In truth, we are touching here upon a fundamental factor, one that the great political thinkers of the past knew and that the alleged “political philosophers” of today, bad sociologists and poor theoreticians, splendidly ignore: the intimate solidarity between a social regime and the anthropological type (or the spectrum of such types) needed to make it function. For the most part, capitalism has inherited these anthropological types from previous historical periods: the incorruptible judge, the Weberian civil servant, the teacher devoted to his task, the worker whose work was, in spite of everything, a source of pride. Such personalities are becoming inconceivable in the contemporary age: it is not clear why today they would be reproduced, who would reproduce them, and in the name of what they would function.

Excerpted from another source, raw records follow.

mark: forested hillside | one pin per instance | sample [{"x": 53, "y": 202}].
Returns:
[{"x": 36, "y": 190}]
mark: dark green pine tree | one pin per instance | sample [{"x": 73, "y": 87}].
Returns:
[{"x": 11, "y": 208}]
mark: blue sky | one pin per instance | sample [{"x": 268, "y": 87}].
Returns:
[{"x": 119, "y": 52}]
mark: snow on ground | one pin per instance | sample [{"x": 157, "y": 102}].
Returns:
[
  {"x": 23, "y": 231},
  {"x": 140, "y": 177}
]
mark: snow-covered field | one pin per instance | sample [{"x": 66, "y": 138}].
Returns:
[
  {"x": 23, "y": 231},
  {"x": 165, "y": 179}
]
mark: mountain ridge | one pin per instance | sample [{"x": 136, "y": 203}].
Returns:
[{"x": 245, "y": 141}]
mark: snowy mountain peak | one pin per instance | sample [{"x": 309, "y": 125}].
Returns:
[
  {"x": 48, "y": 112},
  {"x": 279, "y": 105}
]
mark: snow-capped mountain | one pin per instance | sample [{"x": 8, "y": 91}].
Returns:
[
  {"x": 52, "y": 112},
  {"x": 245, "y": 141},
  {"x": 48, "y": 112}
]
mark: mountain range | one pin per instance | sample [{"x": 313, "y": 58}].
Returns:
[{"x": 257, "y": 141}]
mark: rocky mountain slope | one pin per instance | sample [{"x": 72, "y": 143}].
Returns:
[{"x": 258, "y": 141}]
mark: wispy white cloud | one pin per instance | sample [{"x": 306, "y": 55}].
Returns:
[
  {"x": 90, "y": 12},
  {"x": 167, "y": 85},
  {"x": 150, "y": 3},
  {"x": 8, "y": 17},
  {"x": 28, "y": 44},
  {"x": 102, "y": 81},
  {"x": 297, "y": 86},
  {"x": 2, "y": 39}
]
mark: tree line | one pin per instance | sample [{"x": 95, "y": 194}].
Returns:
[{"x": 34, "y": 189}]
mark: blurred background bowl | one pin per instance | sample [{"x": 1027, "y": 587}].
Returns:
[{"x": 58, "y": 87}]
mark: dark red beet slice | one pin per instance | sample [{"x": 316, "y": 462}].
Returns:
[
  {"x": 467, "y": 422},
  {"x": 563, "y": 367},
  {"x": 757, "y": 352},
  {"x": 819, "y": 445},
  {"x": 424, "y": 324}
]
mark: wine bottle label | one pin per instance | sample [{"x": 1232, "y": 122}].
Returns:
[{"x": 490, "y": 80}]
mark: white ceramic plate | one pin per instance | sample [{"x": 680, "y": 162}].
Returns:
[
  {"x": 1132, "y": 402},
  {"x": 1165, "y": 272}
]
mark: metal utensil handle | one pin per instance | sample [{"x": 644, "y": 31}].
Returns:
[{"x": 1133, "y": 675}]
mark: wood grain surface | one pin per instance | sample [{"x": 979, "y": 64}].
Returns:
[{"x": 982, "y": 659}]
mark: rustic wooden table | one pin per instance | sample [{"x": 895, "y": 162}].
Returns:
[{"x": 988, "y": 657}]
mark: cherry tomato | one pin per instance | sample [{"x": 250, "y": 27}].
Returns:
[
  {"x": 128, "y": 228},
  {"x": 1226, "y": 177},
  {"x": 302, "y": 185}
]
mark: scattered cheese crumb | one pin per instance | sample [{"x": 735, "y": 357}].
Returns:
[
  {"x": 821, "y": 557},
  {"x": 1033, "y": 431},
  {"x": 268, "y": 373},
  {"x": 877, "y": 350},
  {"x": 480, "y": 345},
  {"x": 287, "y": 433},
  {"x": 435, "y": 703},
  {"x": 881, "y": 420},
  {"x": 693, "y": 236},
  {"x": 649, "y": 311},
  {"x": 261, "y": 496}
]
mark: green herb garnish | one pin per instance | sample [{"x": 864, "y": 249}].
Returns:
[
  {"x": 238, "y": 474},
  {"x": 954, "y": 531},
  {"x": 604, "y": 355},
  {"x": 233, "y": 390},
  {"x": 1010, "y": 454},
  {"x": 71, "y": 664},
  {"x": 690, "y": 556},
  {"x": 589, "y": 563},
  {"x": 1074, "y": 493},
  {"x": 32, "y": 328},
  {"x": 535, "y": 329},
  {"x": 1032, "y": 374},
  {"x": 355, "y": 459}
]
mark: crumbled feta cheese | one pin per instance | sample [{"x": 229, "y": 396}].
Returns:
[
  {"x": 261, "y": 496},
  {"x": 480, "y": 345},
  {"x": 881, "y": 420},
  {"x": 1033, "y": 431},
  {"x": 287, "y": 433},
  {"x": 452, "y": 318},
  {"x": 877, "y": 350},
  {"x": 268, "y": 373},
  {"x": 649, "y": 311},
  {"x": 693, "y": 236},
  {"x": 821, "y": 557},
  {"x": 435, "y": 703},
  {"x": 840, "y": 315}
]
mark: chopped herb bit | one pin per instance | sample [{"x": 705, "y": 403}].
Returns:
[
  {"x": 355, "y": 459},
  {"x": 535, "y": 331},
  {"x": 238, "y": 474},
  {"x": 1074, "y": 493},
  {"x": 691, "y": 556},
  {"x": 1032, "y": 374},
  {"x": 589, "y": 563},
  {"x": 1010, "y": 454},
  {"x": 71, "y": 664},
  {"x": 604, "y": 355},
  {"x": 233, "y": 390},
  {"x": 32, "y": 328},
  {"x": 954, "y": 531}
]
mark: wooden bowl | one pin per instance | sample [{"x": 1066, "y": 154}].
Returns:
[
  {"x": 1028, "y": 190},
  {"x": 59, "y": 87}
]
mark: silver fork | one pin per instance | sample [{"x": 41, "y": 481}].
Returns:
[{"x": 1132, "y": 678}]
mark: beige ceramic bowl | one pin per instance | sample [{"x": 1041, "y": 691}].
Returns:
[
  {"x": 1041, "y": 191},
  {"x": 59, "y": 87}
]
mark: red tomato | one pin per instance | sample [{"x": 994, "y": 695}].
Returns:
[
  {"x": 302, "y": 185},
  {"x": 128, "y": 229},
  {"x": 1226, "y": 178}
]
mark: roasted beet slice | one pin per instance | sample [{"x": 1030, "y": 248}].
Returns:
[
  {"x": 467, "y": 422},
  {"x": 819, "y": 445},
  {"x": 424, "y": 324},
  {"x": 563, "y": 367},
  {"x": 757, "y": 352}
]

Even the anthropological type that is a specific and proper creation of capitalism, the Schumpeterian entrepreneur (who combines technical inventiveness with an ability to round up capital, organize a business firm, explore, penetrate, and create markets), is in the process of disappearing. That type is being replaced by managerial bureaucracies and speculators. Here again, all these factors are conspiring with one another. Why struggle so hard to produce and to sell at a time when a successful killing in the exchange rate markets on Wall Street in New York or elsewhere can bring you 500 million dollars in a few minutes? The amounts at stake each week in speculation are on the order of the GNP of the United States for a year. The result is to put a drain on the most “entrepreneurial” elements, drawing them toward these kinds of activity which are completely parasitic from the point of view of the capitalist system itself.
If one puts all these factors together and takes into account, moreover, the irreversible destruction of the terrestrial environment which capitalist “expansion” (itself a necessary condition for “social peace”) necessary entails, one can and one should ask oneself how much longer the system will be able to function.
Excerpt from Cornelius Castoriadis' “The Rising Tide of Insignificance (The Big Sleep)" (pp. 136-8 from the online edition of the book, which was translated from the French and edited anonymously as a public service).